Another reason why the Gephardt amendment is likely to be short-lived is the razor-thin, four-vote margin by which the House approved it - hardly a ringing endorsement. To many observers, the narrow margin of passage indicated a basic confusion among House members over the best way to reduce the trade deficit.
``Obviously, the Gephardt amendment would have had a better chance over here if it had gotten more votes in the House,'' notes Senate Finance Committee chairman Lloyd Bentsen (D) of Texas. Mr. Bentsen will lead the Senate in its conference with the House, where lawmakers will write a compromise trade bill.
``Basically, it passed in the House because Dick Gephardt is a very popular young man,'' says House Ways and Means Chairman Dan Rostenkowski (D) of Illinois, who opposed the Gephardt amendment and will lead the House delegation that will eventually meet with the Senate group to work out the final trade package.
``When it gets to conference,'' says Congressman Rostenkowski, ``it will be dropped because the Senate has strong opposition to it.''
In the House, the Gephardt amendment was the object of sometimes shrill debate. And there was an intense lobbying effort by partisans on both sides of the issue. Advocates championed the provision as a first and necessary step toward putting teeth into US efforts to negotiate equitable trading arrangements.
Detractors called it the first protectionist step toward a trade war. ``There wasn't a whole lot of middle ground,'' says Rostenkowski.
There is early evidence of that same polarization in the Senate, where Sen. Donald Riegle (D) of Michigan is expected to introduce Gephardt's proposal.
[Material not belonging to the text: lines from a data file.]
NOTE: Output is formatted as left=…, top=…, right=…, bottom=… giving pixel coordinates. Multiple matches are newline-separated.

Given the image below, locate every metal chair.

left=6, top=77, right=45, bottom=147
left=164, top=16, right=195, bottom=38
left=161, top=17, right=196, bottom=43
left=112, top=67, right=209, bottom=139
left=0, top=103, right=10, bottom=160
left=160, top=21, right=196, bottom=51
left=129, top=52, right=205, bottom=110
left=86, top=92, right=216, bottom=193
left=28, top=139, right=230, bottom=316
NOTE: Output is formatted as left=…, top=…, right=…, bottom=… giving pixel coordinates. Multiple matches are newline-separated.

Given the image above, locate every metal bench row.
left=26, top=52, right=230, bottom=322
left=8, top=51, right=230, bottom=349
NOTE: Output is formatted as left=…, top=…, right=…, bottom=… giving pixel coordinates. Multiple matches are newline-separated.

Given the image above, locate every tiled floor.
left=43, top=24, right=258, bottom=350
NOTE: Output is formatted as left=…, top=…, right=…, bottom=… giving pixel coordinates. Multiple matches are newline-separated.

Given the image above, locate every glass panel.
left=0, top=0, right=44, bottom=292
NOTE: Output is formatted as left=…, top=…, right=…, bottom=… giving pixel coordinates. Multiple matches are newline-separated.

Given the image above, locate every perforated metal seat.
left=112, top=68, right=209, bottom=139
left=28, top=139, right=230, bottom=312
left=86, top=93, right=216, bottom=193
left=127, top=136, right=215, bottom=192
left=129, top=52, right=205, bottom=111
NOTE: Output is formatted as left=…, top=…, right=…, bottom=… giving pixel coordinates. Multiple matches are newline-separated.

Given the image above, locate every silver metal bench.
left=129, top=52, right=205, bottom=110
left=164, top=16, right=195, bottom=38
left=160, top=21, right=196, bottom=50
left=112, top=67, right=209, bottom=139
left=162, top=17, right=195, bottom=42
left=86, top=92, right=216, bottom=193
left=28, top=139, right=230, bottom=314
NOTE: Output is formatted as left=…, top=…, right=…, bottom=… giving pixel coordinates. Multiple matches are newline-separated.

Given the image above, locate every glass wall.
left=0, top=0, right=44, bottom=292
Minority leader Robert Dole (R) of Kansas took to the Senate floor Friday to attack the Gephardt amendment and plea for bipartisan cooperation on the trade bill. ``I don't see much sense in having a political issue in '88,'' he said. ``I'd rather have a trade bill in '87.''
But there was only tough talk from Senate majority leader Robert Byrd (D) of West Virginia, who had earlier proclaimed his support for some sort of version of the Gephardt's proposal.
``If the President wants to veto effective legislation, that's his call to make,'' said Senator Byrd, questioning whether the amendment was indeed protectionist. ``I'm not going to run from the course just because someone uses the word protectionist.''
Byrd may be one of the few in Congress to feel that way. Last year, a slightly stiffer version of the Gephardt amendment passed handily in the House, supported by members secure in the knowledge that the bill they were voting for would never become law.
This year, ``the debate was more serious,'' notes Rep. Richard Schulze (R) of Pennsylvania, who supported the Gephardt amendment last year but opposed it this year.
Realizing that Congress was likely to produce a trade bill this year, many Democrats cooled in their support for the Gephardt provision, concerned that their party might go too far and be branded as protectionist.
A few members seemed to be dredging up memories of Sen. Reed Smoot (R) Utah and Rep. Willis Hawley (R) of Oregon - authors of the 1930 high-tariff bill that helped bring on a depression and pushed Republicans into the minority for decades.